My last post is the first childhood experience I have shared so graphically. It is probably one of the more frightening of times, but not the most violent. My post originated from one of those statements that are simplistic but with significant impact…
“At the heart of BPD acting out, is core shame – the leftovers from a childhood fraught with neglect, confusing messages and abuse, which left them doubting their lovability and true worth”.
In the process of working on that post, I realised that my BPD – in particular ‘Splitting’ – is one of the fundamental difficulties standing in the way of maintaining any relationship with my parents.
Someone with BPD does not have the ability to hold opposing thoughts. Positive and negative attributes do not join in a consistent set of beliefs. Apparently, a BPD ‘splitting’ may view one family member as all ‘good’ and another as always ‘bad’. It is difficult to recognise that ‘good people’ sometimes make mistakes.

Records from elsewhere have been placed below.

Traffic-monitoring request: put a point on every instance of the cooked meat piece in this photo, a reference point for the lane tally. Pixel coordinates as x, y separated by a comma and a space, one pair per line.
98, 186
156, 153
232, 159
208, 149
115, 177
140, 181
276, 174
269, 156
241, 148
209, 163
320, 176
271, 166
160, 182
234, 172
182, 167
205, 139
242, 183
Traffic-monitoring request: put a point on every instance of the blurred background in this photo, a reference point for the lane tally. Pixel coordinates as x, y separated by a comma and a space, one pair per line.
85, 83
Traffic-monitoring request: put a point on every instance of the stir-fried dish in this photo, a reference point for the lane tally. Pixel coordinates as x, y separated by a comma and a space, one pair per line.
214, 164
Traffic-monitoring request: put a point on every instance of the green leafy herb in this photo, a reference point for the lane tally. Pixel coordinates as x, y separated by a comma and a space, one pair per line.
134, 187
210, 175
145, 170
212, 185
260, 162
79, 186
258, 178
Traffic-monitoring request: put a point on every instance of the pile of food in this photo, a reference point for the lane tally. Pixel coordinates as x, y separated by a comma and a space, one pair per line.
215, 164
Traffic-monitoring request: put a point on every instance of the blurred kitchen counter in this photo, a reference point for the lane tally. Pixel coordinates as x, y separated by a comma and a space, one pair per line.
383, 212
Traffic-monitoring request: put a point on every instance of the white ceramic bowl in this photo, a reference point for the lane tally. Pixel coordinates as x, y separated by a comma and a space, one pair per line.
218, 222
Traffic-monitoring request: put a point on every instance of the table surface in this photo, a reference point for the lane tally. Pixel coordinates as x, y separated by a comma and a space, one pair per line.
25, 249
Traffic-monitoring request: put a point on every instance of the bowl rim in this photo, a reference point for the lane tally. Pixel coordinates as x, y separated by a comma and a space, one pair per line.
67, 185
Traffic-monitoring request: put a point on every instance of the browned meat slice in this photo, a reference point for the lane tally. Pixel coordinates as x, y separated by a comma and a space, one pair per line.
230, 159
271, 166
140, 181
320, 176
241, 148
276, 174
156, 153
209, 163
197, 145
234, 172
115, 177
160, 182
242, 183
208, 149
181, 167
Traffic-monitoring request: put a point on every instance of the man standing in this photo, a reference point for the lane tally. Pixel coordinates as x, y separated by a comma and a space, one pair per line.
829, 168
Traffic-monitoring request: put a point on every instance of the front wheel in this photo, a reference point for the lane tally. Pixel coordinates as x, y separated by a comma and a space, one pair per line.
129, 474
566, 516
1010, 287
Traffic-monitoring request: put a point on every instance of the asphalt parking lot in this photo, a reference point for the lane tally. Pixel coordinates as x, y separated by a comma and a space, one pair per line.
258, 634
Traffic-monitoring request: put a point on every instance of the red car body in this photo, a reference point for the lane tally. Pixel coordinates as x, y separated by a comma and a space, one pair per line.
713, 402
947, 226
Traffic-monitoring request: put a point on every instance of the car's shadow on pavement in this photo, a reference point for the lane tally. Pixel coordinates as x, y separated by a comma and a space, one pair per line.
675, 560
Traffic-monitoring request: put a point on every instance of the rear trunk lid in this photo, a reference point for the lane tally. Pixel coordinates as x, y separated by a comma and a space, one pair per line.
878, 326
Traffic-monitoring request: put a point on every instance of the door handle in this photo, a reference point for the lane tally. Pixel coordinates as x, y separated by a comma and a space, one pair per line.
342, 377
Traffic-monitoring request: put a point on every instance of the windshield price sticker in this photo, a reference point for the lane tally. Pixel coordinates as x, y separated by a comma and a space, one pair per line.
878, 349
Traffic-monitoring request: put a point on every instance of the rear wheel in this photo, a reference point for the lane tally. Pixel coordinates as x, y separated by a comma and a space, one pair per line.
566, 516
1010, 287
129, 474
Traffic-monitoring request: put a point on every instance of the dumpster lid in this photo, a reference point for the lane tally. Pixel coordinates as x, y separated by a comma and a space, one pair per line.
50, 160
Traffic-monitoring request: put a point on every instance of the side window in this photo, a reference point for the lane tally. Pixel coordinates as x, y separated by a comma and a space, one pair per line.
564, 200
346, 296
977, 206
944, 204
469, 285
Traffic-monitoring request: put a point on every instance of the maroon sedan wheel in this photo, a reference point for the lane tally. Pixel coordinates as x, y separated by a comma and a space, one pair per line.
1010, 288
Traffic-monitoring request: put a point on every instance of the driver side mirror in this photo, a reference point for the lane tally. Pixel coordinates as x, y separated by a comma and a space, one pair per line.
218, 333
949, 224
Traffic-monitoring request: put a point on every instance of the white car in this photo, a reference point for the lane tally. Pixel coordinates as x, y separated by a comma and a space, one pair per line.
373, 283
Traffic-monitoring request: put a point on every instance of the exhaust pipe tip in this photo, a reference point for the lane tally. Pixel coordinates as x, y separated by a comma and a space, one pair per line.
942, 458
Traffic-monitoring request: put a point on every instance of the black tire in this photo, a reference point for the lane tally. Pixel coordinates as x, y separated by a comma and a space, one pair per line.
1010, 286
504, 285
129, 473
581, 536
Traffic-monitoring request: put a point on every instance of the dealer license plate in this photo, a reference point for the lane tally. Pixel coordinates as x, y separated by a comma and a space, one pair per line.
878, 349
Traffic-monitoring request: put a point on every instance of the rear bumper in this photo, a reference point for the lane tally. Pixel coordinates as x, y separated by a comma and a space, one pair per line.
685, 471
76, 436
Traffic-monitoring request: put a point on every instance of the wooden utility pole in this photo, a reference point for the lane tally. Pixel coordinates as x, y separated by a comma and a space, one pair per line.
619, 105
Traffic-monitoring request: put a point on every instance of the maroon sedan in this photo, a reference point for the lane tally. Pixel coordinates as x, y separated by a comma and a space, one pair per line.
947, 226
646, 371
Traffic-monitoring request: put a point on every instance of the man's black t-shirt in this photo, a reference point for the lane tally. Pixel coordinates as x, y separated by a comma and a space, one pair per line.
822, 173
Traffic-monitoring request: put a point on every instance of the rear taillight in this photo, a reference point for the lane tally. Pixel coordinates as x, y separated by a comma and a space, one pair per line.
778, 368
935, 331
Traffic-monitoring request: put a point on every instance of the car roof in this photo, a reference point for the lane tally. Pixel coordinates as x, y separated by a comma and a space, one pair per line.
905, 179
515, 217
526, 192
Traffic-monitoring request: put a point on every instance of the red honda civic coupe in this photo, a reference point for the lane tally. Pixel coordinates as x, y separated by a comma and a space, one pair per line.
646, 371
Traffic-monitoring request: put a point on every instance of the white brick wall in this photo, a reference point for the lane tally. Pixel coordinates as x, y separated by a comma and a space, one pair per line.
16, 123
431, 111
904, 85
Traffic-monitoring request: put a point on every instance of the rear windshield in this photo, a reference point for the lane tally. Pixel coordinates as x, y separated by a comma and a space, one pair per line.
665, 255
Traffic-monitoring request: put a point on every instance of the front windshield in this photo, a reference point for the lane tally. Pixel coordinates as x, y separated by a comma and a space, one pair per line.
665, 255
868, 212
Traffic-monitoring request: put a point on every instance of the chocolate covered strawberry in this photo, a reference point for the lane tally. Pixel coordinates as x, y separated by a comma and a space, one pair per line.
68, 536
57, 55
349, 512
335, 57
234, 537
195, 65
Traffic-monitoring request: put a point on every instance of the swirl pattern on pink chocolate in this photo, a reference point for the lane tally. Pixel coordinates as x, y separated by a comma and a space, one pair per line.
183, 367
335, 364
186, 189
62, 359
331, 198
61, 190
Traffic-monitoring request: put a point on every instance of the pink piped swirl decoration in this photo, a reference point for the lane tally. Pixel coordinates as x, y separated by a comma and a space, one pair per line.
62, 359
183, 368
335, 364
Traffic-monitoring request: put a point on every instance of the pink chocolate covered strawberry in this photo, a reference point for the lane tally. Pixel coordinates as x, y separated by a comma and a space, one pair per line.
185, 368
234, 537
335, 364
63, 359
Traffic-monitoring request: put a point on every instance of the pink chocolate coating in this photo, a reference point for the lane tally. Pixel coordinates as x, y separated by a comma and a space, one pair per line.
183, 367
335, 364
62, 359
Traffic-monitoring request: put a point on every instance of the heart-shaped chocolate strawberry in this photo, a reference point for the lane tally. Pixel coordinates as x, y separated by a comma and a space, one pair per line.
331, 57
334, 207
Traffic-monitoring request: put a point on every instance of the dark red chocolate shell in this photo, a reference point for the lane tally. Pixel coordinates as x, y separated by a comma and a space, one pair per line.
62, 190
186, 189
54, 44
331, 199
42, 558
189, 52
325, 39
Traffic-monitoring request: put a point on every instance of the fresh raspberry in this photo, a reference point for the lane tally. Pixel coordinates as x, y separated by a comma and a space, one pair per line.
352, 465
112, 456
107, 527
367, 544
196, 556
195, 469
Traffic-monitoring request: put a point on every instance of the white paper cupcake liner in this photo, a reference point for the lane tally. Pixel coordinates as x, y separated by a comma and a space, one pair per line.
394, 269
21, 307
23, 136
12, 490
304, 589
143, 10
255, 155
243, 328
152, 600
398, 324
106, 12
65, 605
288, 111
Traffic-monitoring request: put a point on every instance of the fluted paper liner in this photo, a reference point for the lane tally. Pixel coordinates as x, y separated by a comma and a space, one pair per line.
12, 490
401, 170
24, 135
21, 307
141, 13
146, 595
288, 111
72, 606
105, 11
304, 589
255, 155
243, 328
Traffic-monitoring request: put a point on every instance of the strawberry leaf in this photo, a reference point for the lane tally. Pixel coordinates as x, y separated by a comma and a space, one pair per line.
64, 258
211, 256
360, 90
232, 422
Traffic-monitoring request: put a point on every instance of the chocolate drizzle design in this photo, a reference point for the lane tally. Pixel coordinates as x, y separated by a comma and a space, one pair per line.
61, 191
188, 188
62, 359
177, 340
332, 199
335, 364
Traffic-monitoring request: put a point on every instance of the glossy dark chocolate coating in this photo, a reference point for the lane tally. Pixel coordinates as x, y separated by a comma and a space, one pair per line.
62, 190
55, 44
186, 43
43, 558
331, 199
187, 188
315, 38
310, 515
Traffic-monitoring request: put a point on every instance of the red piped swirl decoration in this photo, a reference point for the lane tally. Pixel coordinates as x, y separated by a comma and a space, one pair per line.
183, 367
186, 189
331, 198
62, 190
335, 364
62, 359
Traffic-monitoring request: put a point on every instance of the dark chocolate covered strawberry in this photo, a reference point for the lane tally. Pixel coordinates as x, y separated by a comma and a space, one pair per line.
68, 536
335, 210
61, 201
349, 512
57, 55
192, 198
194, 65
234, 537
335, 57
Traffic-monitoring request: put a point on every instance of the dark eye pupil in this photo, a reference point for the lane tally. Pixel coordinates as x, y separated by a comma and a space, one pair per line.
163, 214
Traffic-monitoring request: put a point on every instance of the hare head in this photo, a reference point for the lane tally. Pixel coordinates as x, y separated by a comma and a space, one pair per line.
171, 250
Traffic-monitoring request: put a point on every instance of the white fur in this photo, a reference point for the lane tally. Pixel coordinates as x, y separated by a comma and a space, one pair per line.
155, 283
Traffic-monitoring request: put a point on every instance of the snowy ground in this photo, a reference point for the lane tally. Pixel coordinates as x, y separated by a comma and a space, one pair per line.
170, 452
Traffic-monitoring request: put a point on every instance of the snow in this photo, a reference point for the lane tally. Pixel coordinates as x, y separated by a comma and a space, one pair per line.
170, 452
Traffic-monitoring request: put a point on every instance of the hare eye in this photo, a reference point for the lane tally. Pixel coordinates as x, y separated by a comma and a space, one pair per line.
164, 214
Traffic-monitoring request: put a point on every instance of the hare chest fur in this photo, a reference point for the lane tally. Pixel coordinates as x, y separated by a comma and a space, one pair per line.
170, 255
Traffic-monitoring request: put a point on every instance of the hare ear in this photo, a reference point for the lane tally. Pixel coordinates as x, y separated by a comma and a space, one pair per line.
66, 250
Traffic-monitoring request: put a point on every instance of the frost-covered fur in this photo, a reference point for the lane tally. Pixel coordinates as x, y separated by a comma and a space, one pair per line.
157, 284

In addition to a very warped view of others, an individual with BPD can also split themselves ‘black or white’. Any criticism, no matter how true and constructive, can bring about an extreme change of view from ‘good’ to ‘bad’. Trivial shortcomings can make a BPD believe they have no right to live, that they are a “waste of space”. Shameful self-reproach can even make them want to die.
This newfound knowledge is quite confusing. I am not making excuses for abusive behaviour. However, as a small part of this therapeutic process – trying to come to terms with childhood and develop a relationship with my (elderly) parents – I feel it is important to give permission to remember the better times. Peace can never come from only recounting all the bad, but I do hope it can grow from a more balanced point of view.
Can a person with BPD achieve a more balanced opinion when there is so much hurt and anger at the forefront of their thinking?
Contributing to a complex situation is the realisation that Mother is definitely (undiagnosed) BPD. She is what I call a “BPD unleashed” – someone who has no awareness or admonishment for unacceptable behaviour. If there was ever a term that suits Mum it is, “walking on egg shells”.
At one time, all my splitting black was for Father. It was during Group Therapy, many years ago, when someone pointed out that his behaviour was probably a stressful response to my Mother’s OTT drama about any misdemeanours. Suddenly my ‘Splitting’ shifted from Dad to Mum and that is where it stays.
I can only hope in the coming weeks and months, through blogging and therapy, I will be able to demonstrate that change of BPD behaviour and thinking IS possible. I want to put hand on heart and say, “I truly rise above it”.